So the text here, Ojai Olive Company, and the subheading below it that shows the duration of the tour as well as the price, we're going to turn into text like this, where there's a drop shadow added to Ojai Olive Company, and the ability for the text shadow property to take multiple shadows is used to create the letterpress effect you see in the price and duration area. Alright, let's close out our final page, and get to work. So the page I have open here is tour_ details.htm, and that's found in the Chapter 6 > 06_01 folder.
I have my CSS Styles panel open and we're in Current mode.
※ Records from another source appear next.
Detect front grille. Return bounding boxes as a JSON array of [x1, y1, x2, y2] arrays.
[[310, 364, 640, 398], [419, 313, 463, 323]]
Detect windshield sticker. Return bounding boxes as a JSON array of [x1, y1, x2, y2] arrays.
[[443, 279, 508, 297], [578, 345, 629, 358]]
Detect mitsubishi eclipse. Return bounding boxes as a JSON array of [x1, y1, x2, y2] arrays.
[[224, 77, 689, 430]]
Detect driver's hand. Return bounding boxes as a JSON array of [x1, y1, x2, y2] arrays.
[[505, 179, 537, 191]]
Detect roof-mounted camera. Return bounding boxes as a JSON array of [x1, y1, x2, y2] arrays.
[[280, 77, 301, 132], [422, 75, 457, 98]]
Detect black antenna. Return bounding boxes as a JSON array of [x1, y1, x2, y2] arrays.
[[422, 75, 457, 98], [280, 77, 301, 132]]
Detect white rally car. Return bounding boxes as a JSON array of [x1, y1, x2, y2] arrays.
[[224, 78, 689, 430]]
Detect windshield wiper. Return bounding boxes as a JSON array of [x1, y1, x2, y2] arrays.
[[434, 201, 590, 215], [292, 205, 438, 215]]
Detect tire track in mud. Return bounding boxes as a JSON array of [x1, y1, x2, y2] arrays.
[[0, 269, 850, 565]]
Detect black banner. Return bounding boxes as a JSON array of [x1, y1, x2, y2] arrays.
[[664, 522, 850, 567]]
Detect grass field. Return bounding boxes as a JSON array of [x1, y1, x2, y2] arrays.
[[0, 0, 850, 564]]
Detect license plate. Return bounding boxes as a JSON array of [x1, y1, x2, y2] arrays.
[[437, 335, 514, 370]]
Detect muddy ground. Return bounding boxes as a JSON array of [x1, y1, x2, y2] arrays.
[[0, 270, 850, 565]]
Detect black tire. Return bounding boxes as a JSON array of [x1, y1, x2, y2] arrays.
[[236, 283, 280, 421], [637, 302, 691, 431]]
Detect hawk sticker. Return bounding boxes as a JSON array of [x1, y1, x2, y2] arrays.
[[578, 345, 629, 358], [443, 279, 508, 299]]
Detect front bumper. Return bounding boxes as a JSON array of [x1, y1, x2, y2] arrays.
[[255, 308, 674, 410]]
Now, actually the easiest way to enter in text shadow is using the Properties pane of the CSS Styles panel. So let me go ahead and click into Olive Oil Company, my h2 heading there, and you can see I already have a rule set up for that. So I'm just going to go over and add a property. Click on Add Property, and type in text-shadow, and then press Tab. If you're a Dreamweaver CS5 user, you'll need to enter in the values manually.
If however you're a Dreamweaver CS5.5 user, there is an interface that you can use, and I'll show you that in just a moment. To specify the text shadow you'll need to enter in four different values: an X-Offset, a Y-Offset, the Blur radius, and the Color. So in this case we're going to make a rather traditional drop shadow that extends to the right and below. So our offsets are going be 1 pixel. This is the X value. So that's going to start the shadow 1 pixel to the right, and then 1 px for the Y offset, that will start the shadow 1 pixel down, and then the Blur Radius, and this value specifies how large the text shadow should be.
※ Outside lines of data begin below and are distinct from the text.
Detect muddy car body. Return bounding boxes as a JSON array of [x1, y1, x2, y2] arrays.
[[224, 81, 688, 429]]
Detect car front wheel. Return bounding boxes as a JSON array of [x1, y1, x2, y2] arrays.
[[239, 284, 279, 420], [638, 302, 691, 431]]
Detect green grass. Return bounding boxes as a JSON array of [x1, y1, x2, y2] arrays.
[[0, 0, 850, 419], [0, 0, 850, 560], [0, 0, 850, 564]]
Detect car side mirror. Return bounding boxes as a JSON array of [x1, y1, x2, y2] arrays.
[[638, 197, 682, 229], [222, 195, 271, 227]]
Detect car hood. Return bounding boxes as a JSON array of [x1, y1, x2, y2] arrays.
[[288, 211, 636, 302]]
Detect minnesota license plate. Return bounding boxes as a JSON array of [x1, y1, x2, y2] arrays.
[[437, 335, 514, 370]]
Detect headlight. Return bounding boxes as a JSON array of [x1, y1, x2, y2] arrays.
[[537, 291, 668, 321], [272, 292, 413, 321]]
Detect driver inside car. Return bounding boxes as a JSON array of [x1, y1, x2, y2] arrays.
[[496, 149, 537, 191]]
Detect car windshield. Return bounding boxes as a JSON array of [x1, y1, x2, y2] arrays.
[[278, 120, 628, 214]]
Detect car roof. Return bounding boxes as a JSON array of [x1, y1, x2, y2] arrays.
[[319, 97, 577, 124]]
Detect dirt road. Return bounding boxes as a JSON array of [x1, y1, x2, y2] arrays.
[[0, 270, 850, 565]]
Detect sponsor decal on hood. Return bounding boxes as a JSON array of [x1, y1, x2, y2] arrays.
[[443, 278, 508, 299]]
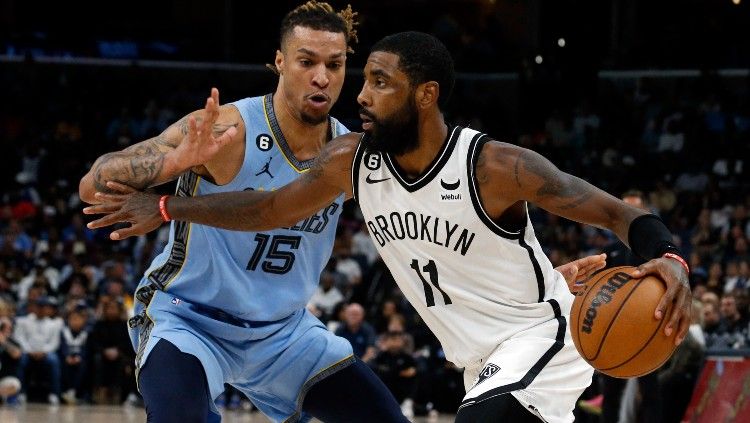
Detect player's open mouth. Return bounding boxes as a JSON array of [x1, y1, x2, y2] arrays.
[[307, 93, 330, 107]]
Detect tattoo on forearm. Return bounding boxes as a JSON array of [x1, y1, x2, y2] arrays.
[[515, 151, 594, 210], [187, 192, 265, 230], [514, 152, 524, 188], [211, 122, 239, 137], [174, 116, 239, 137], [475, 150, 490, 185]]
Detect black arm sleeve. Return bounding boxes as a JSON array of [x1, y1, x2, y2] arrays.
[[628, 214, 682, 260]]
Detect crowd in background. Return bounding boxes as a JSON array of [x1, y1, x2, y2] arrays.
[[0, 58, 750, 422]]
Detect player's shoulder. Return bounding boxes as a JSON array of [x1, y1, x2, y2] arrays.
[[476, 137, 527, 171]]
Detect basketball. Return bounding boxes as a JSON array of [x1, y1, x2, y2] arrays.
[[570, 266, 677, 378]]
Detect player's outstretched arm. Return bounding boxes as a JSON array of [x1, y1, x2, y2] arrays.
[[84, 134, 359, 240], [78, 88, 238, 204], [476, 141, 692, 342], [555, 253, 607, 294]]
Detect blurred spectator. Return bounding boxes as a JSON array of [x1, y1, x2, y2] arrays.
[[14, 296, 63, 405], [335, 303, 375, 361], [658, 300, 706, 423], [0, 300, 22, 403], [89, 300, 135, 404], [60, 303, 89, 404]]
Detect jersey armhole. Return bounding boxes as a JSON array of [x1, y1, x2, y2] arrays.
[[466, 133, 526, 239]]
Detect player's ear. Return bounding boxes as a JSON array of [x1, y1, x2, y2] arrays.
[[416, 81, 440, 109], [273, 50, 284, 75]]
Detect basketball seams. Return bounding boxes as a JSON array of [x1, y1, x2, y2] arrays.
[[571, 266, 628, 361], [599, 296, 672, 377], [592, 278, 653, 367]]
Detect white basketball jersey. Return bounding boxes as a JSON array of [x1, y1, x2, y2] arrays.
[[352, 127, 574, 367]]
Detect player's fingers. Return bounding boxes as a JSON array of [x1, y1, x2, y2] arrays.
[[109, 225, 139, 241], [216, 126, 237, 146], [578, 254, 607, 277], [664, 284, 685, 336], [568, 282, 586, 294], [94, 192, 127, 204], [654, 270, 680, 320], [631, 260, 656, 278], [188, 116, 198, 139], [107, 181, 137, 194], [86, 211, 125, 229], [83, 203, 120, 214], [211, 87, 221, 107], [202, 97, 219, 127], [675, 293, 693, 345]]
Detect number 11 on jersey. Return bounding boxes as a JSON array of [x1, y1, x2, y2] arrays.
[[411, 259, 453, 307]]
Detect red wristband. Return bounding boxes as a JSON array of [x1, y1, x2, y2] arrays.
[[662, 253, 690, 275], [159, 195, 172, 222]]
Let's make ours 3 pixels in radius and then finally the color, and for the color I'm going to choose a dark gray, 666 and then just hit Return. Now notice that the drop shadow was applied to both bits of text here. That's fine. We'll do a more specific drop shadow for the duration and price in just a moment. But I wanted to show you, if you're using Dreamweaver CS5.5, how to take advantage of the built-in Edit Interface. So if you click on the Plus button here, the Edit Interface will open up and you can see that you have controls for entering in X-Offset, Y-Offset, the Blur radius, and a standard Color Picker for choosing the color.
Now of course you can modify these values however you want. Let's, for the moment, increase it to let's say 6 and then close it out by just clicking away from it, and you can see a more general shadow appears. Let's tighten that back up by just changing the value from 6 to 3. So now let's move on and do our letterpress effect. One of the cool things I think about the text shadow property is you're not restricted to doing one shadow; you can actually put in as many shadows as you need.
To demonstrate this, let's go in, and I will put my cursor in the duration and price area, and here you see that there is actually a span with the class of tour cost. So when I select that, that CSS rule is displayed in the CSS Styles panel and we're going to go ahead and enter in our text shadow property again, and the first shadow I'm going to specify will be the opposite of the traditional shadow. In other words, it will go up to the top and to the left, instead of to the right and below.
So we do that by using negative values for the offsets. So it's going to be -1 px for the X- Offset, and -1 px for the Y-Offset, and then a slightly darker color than what we have now specified for the text color, which is as you can see here 666. So we'll go with 333. To enter multiple shadows, all you have to do is separate them with a comma. After my comma, I'll put in a more traditional drop shadow of 1 px for the X-Offset, 1 px for the Y-Offset, and because we're going to put in a darker background in just a second, I'm going to make my shadow white.
So I will put in the pound sign, and then fff. Okay, I'll hit Return and you can see a little bit of a change, but you won't see the full effect until you add a background color. So I'll type in background-color, and I want this background color to be a little on the light side, but not completely white. So I'll choose the #CCC value and there you have the final letterpress effect. Whether you're using a single shadow to give your text some depth or multiple shadows to achieve a more elaborate effect, the text shadow property is very easy to use and extremely powerful.